« L’intelligence économique doit être repensée dans une perspective dynamique qui avance aujourd’hui selon les principes du partage et de la collaboration. » C’est le message adressé par l’Assemblée parlementaire de la francophonie lors de sa XXVIe assemblée, tenue à Dakar au Sénégal, du 6 au 8 juillet dernier. Une résolution a été adoptée qui invite notamment « les pays (membres) à s’appuyer sur la force du réseau que constitue la Francophonie pour partager l’information, faciliter la coopération et la recherche dans les pays membres, développer l’intelligence collective ».
C’est à la suite d’un rapport sur l’intelligence économique présenté par la Commission de la coopération et du développement que les parlementaires ont adopté cette résolution pour interpeller leurs gouvernements et les secteurs privés et publics de leurs pays, afin de redéfinir la coopération au sein l’espace francophone. Non pas basée sur une intelligence économique qui se bornerait uniquement à l’analyse des marchés et des concurrents, mais qui tienne compte de l’altérité culturelle et des disparités des environnements et des degrés de développement économique pour asseoir un espace de développement plus équitable au service des peuples qu’il regroupe.
« Sur l'échiquier international,
la force appartient à ceux qui s'appuient
sur un réseau »
Jean-Pierre Dufau,député-maire de Capbreton, membre de l'Assemblée parlementaire de la Francophonie
« La France dispose avec la francophonie d’un espace d’influence non négligeable dans un monde souvent dominé par le modèle anglo-saxon et l’usage de l’anglais des affaires », souligne Jean-Pierre Dufau, député-maire de Capbreton dans les Landes et rapporteur de la Commission. L’objectif est donc aussi d’organiser un espace économique puissant face à l’exacerbation de la concurrence mondiale. L’organisation parlementaire regroupe en effet les représentants de 77 pays et organisations interparlementaires répartis sur les cinq continents. Plus de 200 millions de personnes dans le monde ont le français en partage.
Le rapport révèle la diversité des stratégies et des dispositifs d’intelligence économique des trois pays les plus avancés dans ce domaine, la France, le Canada (Québec) et le Maroc. Le rapport, de 31 pages, est d’une concision remarquable. Il constitue une excellente synthèse du développement de l’IE en France en passant en revue ses évolutions depuis la fin des années 80 jusqu’à la mise en œuvre d’une politique globale avec la délégation interministérielle à l’intelligence économique.

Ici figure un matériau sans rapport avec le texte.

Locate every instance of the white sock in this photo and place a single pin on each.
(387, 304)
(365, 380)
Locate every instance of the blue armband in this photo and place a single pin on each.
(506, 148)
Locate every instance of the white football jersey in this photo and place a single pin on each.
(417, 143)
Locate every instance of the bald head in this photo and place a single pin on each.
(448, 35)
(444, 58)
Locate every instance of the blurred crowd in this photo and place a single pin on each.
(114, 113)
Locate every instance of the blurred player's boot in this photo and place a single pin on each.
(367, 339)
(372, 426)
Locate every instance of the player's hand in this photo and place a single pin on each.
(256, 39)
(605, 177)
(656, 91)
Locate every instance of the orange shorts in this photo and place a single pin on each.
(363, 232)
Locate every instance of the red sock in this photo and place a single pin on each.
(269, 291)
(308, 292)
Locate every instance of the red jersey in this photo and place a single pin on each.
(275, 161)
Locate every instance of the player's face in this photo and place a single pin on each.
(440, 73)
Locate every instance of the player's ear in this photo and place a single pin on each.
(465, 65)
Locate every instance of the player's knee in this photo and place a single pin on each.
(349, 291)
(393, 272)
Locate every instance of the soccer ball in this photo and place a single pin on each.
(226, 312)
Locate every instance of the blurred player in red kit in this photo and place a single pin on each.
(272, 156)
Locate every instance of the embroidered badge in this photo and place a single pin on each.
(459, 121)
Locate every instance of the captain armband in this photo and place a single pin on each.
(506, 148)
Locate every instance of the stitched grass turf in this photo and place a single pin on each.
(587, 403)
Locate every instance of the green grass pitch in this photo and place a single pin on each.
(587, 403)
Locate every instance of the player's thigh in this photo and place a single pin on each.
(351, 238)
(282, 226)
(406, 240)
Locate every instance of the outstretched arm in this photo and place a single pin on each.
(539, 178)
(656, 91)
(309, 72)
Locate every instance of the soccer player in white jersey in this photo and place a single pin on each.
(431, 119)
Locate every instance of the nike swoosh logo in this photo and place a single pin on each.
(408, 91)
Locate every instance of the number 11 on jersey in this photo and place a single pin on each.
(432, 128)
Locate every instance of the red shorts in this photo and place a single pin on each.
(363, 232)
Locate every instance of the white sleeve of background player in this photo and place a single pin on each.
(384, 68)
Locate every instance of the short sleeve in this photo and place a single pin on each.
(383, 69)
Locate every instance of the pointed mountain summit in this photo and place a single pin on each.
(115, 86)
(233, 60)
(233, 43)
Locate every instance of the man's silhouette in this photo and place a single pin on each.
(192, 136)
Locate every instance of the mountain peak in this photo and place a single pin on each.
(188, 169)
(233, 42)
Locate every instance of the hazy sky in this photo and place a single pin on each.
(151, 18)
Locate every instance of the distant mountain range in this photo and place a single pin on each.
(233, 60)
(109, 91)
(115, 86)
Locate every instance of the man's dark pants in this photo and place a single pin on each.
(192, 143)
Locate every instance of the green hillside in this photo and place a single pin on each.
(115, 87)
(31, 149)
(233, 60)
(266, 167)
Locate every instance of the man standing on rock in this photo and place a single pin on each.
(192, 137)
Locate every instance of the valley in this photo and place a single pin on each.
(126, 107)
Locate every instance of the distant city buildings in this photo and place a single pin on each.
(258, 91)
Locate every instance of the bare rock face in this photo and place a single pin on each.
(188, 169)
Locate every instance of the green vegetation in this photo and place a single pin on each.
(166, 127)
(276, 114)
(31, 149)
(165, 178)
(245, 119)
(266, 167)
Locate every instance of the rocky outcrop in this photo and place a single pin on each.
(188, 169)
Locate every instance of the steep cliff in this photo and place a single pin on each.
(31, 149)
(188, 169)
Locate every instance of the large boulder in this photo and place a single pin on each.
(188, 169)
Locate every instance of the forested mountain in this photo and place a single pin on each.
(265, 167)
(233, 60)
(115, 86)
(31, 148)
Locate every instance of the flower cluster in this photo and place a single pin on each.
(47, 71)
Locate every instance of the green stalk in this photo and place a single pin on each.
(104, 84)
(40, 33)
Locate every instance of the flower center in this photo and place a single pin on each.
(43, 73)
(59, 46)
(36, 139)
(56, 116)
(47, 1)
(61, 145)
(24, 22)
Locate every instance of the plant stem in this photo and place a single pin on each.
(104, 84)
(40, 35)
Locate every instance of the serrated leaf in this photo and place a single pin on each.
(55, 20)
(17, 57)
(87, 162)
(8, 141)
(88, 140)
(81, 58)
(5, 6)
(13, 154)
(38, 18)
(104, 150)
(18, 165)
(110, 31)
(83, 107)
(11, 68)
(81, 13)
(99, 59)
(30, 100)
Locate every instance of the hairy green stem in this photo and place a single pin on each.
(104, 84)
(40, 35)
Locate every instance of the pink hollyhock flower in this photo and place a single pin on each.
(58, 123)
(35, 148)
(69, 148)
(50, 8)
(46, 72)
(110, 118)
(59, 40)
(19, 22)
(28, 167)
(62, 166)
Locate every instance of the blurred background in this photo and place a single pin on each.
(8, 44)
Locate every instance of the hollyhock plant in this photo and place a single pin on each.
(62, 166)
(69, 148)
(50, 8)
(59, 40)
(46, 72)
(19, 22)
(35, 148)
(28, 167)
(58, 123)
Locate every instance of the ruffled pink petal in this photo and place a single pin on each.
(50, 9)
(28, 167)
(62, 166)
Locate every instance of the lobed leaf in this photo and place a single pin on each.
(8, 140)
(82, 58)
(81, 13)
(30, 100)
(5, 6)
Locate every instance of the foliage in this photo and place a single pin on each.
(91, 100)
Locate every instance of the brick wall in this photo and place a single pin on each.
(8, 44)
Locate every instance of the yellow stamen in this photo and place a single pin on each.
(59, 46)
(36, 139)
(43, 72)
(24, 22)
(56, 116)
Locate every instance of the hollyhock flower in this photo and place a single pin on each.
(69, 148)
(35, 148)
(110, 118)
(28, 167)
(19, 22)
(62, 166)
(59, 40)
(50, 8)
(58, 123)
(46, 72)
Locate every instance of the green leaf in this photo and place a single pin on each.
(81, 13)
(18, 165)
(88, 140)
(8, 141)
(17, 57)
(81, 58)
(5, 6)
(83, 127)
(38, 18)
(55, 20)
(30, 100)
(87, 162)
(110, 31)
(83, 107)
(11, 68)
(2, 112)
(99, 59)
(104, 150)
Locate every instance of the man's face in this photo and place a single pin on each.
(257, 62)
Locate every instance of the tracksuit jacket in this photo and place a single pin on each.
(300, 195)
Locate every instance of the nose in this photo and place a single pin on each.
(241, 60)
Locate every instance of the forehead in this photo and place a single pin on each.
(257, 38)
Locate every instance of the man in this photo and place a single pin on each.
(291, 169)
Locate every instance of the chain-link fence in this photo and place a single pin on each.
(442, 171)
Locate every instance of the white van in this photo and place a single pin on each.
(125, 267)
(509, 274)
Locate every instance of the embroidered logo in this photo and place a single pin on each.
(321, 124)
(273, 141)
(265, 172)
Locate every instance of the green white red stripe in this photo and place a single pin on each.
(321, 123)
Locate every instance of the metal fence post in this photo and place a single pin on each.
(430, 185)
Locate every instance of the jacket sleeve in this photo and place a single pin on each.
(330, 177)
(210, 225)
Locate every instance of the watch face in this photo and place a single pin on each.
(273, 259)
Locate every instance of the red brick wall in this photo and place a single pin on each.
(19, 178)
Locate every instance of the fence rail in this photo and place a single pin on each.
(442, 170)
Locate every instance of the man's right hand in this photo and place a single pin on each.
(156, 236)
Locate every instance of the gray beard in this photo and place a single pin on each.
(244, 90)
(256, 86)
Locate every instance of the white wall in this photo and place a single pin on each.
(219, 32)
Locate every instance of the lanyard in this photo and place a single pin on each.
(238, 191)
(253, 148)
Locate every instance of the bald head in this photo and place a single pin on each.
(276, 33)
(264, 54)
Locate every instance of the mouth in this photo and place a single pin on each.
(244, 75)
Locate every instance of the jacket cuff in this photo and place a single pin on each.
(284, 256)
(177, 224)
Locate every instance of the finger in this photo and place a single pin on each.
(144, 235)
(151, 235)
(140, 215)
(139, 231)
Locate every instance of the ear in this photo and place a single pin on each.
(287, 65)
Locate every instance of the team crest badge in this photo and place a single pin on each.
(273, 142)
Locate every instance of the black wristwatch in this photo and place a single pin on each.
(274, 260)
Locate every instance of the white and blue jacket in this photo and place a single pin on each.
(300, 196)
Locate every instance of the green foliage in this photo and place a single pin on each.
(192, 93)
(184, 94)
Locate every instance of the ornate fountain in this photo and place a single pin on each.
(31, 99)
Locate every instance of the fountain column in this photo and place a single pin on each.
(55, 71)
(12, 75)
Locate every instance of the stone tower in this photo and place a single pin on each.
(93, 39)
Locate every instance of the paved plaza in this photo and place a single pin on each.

La Francophonie regroupe sur les cinq continents plus de 200 millions de personnes ayant le français en partage. |
Au Canada, si le terme d’intelligence économique est usité, on parle davantage de veille stratégique, économique, concurrentielle, technologique, commerciale, etc. La veille s’inscrit dans une optique stratégique de gestion de l’information et des connaissances. Elle exclut les questions de sécurité nationale, de stratégies d’influence ou de « guerre de l’information » qui appartiennent au modèle français.
Le Maroc est certainement le pays le plus emblématique de la diversité des approches avec une stratégie tout à fait originale qui entend aller plus loin que le modèle français et que résume bien Abdelmalek Alaoui, auteur d’un ouvrage récent sur l’IE et entendu par la Commission. Selon lui, la stratégie d’intelligence économique marocaine doit s’appuyer sur une structure nationale pour centraliser l’information stratégique afin d’appuyer les entreprises et dont l’objectif final est de « formaliser le Marocain hybride, qui sache surveiller comme les Chinois, analyser comme les Français et agir comme les Américains. »
Sur l’échiquier international, le rapport considère que la force appartient à ceux qui s’appuient sur les réseaux. Certes, l’entreprise ou toute organisation se doit d’adopter les nouvelles pratiques en interne. Mais l’enjeu principal des années à venir est le maillage des entreprises et des acteurs du développement économique. « Les potentialités en ressources matérielles et humaines de l’espace francophone sont considérables, et ce serait une erreur stratégique pour la France de ne pas engager une politique volontariste d’investissement qui permette la création de ces réseaux d’intelligence collective », prévient Jean-Pierre Dufau.
Entendu par la Commission, le représentant d’Haïti s’est interrogé sur cette idée de « parler d’intelligence économique à des pays dont la priorité en est encore à lutter contre la misère ». « Précisément, réponds Jean-Pierre Dufau. L’intelligence économique est une méthode qui peut permettre à ces pays d’inventer une voie originale pour faire face à cette situation. Si les besoins primaires doivent rester prioritaires, la communication et les nouvelles technologies ne doivent pas être reléguées au dernier plan. L’intelligence économique peut être un outil puissant au service du développement. » C’est tout l’enjeu de cette nouvelle coopération que préconise le rapport de l’Assemblée parlementaire de la francophonie.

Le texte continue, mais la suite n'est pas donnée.